Altogether I had a fascinating time, and can recommend it highly!
I recently had a trip to London, when I managed to fit in a brief visit to The Petrie Museum of Egyptian Archaeology as part of my background research for the Dreams of Amarna panels. Sir William Matthew Flinders Petrie excavated at Amarna during the 1890s, finding and recording a fine painted pavement, since destroyed, of which Mary Chubb, who wrote the book which inspired the Dreams of Amarna project, would certainly have known.

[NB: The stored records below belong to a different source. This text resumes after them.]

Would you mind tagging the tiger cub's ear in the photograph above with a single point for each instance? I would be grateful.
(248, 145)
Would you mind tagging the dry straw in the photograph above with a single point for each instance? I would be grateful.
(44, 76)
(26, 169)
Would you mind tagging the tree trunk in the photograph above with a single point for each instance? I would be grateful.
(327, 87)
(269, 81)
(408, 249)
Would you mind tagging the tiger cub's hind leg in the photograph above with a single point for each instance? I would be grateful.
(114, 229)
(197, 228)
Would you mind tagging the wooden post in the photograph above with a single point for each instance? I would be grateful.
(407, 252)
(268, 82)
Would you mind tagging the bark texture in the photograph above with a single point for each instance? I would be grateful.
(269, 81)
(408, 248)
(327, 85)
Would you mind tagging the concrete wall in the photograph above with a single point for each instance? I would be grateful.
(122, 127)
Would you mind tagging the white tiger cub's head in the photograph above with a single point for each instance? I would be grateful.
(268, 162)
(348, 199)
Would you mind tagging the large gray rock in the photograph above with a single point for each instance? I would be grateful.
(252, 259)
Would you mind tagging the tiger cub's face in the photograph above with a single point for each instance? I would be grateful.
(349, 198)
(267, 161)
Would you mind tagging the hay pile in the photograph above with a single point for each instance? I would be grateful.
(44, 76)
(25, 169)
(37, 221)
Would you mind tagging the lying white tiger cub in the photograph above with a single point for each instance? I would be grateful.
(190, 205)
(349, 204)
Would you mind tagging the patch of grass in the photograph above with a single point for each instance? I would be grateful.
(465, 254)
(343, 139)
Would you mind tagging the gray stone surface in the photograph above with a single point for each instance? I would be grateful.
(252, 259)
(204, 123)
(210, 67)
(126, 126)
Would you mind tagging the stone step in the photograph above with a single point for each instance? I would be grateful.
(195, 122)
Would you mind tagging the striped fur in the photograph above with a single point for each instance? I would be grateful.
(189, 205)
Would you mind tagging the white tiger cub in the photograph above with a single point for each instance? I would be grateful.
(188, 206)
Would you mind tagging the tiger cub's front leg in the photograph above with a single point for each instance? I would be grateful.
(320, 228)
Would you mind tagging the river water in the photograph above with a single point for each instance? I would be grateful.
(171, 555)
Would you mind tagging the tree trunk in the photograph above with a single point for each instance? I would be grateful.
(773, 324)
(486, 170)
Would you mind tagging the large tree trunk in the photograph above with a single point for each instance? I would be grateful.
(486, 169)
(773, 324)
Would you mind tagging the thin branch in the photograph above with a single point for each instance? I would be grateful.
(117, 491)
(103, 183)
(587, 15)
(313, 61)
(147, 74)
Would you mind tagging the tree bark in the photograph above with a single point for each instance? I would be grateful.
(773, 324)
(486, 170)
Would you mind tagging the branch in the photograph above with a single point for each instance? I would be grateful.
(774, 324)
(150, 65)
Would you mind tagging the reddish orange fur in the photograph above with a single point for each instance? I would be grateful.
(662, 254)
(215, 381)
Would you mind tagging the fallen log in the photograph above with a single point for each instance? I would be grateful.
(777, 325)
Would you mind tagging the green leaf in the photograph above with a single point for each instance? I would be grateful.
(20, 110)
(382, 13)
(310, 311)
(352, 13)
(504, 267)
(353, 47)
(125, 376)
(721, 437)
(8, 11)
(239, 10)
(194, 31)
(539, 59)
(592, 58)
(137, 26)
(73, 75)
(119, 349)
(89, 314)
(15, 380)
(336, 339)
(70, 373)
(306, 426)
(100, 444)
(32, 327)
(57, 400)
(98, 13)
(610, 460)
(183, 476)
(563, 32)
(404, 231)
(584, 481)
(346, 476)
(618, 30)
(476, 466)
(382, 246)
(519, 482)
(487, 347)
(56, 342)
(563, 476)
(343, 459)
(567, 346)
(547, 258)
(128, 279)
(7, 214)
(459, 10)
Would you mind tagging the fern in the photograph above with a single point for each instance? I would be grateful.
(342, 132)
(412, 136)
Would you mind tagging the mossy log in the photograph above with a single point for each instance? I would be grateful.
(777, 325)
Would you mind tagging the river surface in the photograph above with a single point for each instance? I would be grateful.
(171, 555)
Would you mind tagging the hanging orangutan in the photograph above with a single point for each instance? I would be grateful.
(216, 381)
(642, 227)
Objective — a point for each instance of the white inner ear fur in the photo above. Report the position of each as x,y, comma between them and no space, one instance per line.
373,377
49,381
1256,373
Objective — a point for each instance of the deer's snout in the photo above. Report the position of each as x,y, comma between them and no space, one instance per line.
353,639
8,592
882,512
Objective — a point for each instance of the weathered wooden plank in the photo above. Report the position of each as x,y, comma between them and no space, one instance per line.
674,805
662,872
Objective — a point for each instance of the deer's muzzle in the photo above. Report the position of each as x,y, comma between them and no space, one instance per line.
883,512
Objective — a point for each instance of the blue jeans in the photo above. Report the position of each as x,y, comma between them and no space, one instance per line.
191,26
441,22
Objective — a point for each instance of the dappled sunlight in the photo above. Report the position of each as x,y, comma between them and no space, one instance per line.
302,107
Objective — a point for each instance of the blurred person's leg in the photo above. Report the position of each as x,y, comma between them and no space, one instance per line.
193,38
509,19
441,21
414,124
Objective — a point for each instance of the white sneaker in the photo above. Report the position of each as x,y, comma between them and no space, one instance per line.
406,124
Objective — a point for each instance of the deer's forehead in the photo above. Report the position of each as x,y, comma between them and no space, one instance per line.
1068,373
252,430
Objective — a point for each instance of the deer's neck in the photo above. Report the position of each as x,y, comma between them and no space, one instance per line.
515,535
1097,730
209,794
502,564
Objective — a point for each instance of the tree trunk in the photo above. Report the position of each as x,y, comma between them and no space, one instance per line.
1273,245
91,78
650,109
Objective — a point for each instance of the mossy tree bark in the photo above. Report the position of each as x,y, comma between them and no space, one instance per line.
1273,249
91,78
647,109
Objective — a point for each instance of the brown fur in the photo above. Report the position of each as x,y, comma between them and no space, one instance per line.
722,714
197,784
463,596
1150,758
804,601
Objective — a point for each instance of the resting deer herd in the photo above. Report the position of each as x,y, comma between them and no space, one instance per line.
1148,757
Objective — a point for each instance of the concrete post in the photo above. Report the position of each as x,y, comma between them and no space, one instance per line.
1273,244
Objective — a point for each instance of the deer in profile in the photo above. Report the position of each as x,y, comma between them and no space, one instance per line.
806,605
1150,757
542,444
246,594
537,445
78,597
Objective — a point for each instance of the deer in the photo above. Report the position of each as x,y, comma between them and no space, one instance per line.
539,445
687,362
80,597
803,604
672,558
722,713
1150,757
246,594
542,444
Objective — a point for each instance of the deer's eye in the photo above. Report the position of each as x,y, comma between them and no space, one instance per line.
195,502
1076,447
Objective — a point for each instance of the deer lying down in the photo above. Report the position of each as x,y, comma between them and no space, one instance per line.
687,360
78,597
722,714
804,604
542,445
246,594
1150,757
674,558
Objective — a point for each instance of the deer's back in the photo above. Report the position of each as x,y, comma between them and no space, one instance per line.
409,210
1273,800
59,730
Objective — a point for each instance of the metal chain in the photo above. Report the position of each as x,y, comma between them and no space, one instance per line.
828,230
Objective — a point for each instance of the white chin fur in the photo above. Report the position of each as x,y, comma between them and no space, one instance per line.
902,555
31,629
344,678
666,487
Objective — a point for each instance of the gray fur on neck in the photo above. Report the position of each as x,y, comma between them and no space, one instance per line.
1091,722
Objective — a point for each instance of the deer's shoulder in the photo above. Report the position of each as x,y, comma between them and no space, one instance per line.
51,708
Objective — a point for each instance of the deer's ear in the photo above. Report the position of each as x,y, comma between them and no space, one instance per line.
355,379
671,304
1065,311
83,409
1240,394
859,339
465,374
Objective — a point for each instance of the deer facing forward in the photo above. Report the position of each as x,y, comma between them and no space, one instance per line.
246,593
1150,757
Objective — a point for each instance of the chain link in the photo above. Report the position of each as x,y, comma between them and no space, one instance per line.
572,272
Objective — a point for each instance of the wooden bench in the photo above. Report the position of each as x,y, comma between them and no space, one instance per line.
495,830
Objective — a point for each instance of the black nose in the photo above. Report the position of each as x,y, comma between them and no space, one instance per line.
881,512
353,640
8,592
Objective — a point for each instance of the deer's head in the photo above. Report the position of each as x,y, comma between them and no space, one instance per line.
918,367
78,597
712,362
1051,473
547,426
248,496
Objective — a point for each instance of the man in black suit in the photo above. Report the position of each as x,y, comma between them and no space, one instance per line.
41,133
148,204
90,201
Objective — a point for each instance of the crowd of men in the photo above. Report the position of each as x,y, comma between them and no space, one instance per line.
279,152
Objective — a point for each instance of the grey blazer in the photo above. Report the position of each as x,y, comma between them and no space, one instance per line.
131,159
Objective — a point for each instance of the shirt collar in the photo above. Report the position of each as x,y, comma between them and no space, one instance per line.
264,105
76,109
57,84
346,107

He also trained Howard Carter, whose discovery of Tutankhamun’s tomb sparked the Egyptological fever that took hold in Europe and indirectly provided the impetus for Mary’s career.
I arrived late in the day, and really didn’t have much time to look around, but I did tell the lady at the desk why I was interested, and was rather startled when she said “Oh, then there is something you must see!” and took me to see it. It turned out to be a modern tapestry, woven at the Ramses Wissa Wassef Art Centre in Saqqara (itself a place to set Egyptologists a-tingle) and named “Dahsur Lake” . The tapestry is very reminiscent of the Amarna style, full of life and colour, vigorous and joyful. The weavers produce their panels without sketches behind their looms, and I am astonished at what they have produced.
Clearly I am not alone in finding the art and story of Amarna inspiring. I wonder, will I produce something as good?